As far back as 2023, Murati acknowledged that there are dangers associated with AI, particularly when it comes to bad actors misusing the tech. In an interview, she told Time Magazine that it shouldn't be up to OpenAI and other AI companies to self-regulate and that regulators and governments should "definitely" be involved to ensure that AI use is aligned with human values.
Following her brief time as interim CEO of OpenAI, Murati took on a more forward-facing role at the company. In May 2024, she helped to announce ChatGPT 4-o, the startup's new flagship model that is faster than its predecessor and can reason across text, voice, and vision.
OpenAI also debuted a custom chatbot at the 2024 Met Gala, with Murati attending the exclusive event.
While weighing in on AI-driven job loss, Murati said that some creative jobs might go away, "but maybe they shouldn't have been there in the first place." Her comments angered many, with one writer telling BI they represented "a declaration of war against creative labor."
Mira Murati and Thinking Machines Lab
Murati departed OpenAI in September 2024, a move that surprised many people in the tech world.
Since departing, she's quietly been working on her new startup, Thinking Machines Lab, which has captured the attention of many in Silicon Valley. While little is known so far about the startup, it is a research and product lab with the goal of making AI more accessible.
The startup officially emerged from stealth in February 2025.
She's recruited a long list of former OpenAI staffers to Thinking Machines Lab. Ex-Meta and Anthropic employees have joined, too.

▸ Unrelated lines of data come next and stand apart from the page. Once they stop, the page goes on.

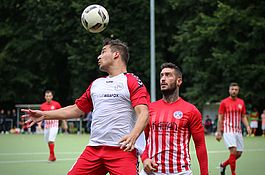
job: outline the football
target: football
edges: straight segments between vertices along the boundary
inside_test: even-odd
[[[109,23],[108,11],[98,4],[89,5],[81,15],[81,23],[91,33],[102,32]]]

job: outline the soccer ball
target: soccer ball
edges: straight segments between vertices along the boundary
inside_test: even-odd
[[[109,23],[108,11],[101,5],[89,5],[81,15],[81,23],[91,33],[102,32]]]

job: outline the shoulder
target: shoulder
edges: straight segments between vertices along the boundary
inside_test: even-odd
[[[139,86],[143,86],[143,82],[141,81],[141,79],[137,76],[134,75],[133,73],[126,73],[125,76],[128,79],[128,83],[138,83]]]

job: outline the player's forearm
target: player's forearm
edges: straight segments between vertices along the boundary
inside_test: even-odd
[[[52,111],[43,111],[44,120],[63,120],[70,118],[79,118],[83,112],[76,106],[66,106]]]
[[[203,132],[192,136],[195,144],[196,155],[200,165],[201,175],[208,175],[208,154]]]
[[[216,130],[216,132],[221,133],[222,124],[223,124],[223,115],[219,114],[218,115],[218,122],[217,122],[217,130]]]
[[[242,118],[242,123],[245,125],[246,128],[249,127],[248,119],[247,119],[247,116],[246,116],[246,115],[243,116],[243,118]]]

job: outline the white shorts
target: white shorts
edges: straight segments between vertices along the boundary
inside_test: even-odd
[[[261,126],[261,129],[262,129],[262,130],[265,130],[265,125],[262,125],[262,126]]]
[[[242,133],[224,133],[223,137],[227,148],[236,147],[237,151],[243,151],[244,141]]]
[[[142,171],[140,172],[139,175],[147,175],[147,173],[144,171],[144,169],[142,169]],[[192,171],[189,170],[189,171],[185,171],[185,172],[181,172],[181,173],[167,173],[167,174],[164,174],[164,173],[156,173],[156,172],[153,172],[152,174],[149,174],[149,175],[192,175]]]
[[[54,142],[58,133],[58,127],[44,129],[44,141]]]
[[[258,121],[251,121],[250,128],[258,128]]]

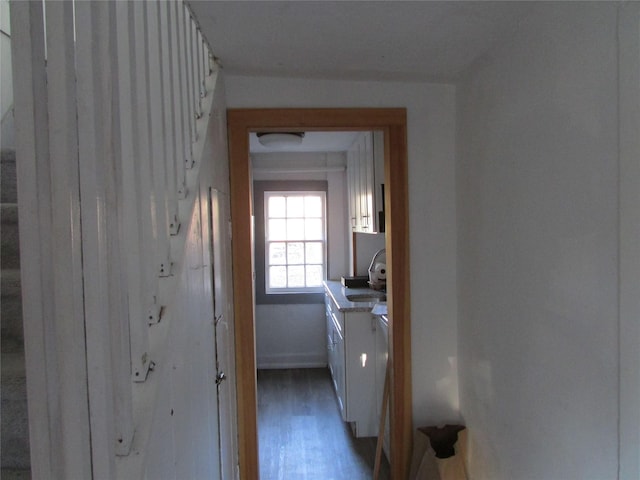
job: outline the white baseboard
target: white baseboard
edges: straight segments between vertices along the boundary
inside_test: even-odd
[[[326,355],[265,355],[257,359],[258,369],[275,370],[285,368],[322,368],[327,366]]]
[[[258,363],[258,370],[282,370],[288,368],[324,368],[326,363]]]

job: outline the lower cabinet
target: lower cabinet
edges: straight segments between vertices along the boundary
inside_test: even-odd
[[[340,312],[329,295],[325,301],[329,369],[342,419],[356,437],[376,436],[377,319],[369,312]]]
[[[333,388],[338,397],[342,418],[345,416],[345,369],[344,369],[344,336],[342,327],[329,306],[327,306],[327,353],[329,371],[333,380]]]
[[[387,359],[389,357],[389,325],[381,317],[377,317],[376,323],[376,415],[378,425],[382,415],[382,395],[384,393],[384,377],[387,372]],[[387,402],[387,412],[385,415],[384,428],[384,453],[389,457],[389,402]]]

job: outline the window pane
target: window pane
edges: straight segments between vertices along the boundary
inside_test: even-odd
[[[304,265],[289,267],[287,278],[289,287],[304,287]]]
[[[287,263],[289,265],[304,264],[304,243],[287,243]]]
[[[322,265],[307,265],[307,287],[319,287],[322,280]]]
[[[287,217],[304,217],[303,197],[287,197]]]
[[[322,217],[322,199],[320,197],[304,197],[304,209],[307,217]]]
[[[315,191],[265,192],[266,288],[273,289],[272,293],[322,287],[326,267],[324,199],[324,193]]]
[[[269,245],[269,265],[287,264],[287,244],[271,243]]]
[[[267,240],[286,240],[286,222],[286,220],[269,220],[269,233],[267,235]]]
[[[307,219],[305,220],[305,240],[322,240],[324,238],[322,232],[322,220]]]
[[[287,267],[269,267],[269,288],[287,287]]]
[[[287,240],[304,240],[304,220],[287,220]]]
[[[284,218],[286,216],[285,209],[285,197],[269,197],[269,217],[280,217]]]
[[[305,261],[307,263],[317,263],[322,265],[324,262],[322,255],[322,242],[309,242],[307,243],[307,258]]]

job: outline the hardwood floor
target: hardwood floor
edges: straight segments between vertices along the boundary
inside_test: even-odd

So far, Thinking Machines Lab employees from OpenAI include John Schulman, who co-led the creation of ChatGPT; Jonathan Lachman, formerly the head of special projects at OpenAI; Barret Zoph, a cocreator of ChatGPT; and Alexander Kirillov, who worked closely with Murati on ChatGPT's voice mode.
In early 2025, BI reported that Thinking Machines Lab was raising a $1 billion round at a $9 billion valuation. In April 2025, BI reported that Murati doubled her target and was now seeking to raise a $2 billion round, which would be the biggest seed round in history. Two sources told BI that the round could value Thinking Machines Lab at more than $10 billion.
Mira Murati's personal life
Little is known about Murati's personal life, family, or relationships.
At the Cannes Lions Film Festival in 2024, Murati shared a humorous anecdote about her mother's first interaction with ChatGPT was asking the chatbot when Murati would be getting married.
Murati told Time Magazine that the 1968 movie 2001: A Space Odyssey stirs her imagination, specifically, the movie's imagery and music in the scene where the space shuttle docks.
The movie follows astronauts and an AI supercomputer as they journey to space to find the origin of a mysterious artifact. As the crew travels to the planet Jupiter, the computer tries to kill the astronauts.
Murati also told the magazine she likes the song Paranoid Android by Radiohead, as well as the book Duino Elegies, which is a poem collection by Rainer Maria Rilke.
A driving force for Murati's work is achieving AGI, or artificial general intelligence, which is AI that mimics human abilities. AGI would be able to adapt to a broad range of tasks, teach itself new skills, and apply that knowledge to new situations.
The pursuit of this goal took Murati from Tesla, to Leapmotion, to OpenAI, she told WIRED in a 2023 interview.
"I very quickly believed that AGI would be the last and most important major technology that we built, and I wanted to be at the heart of it," she said.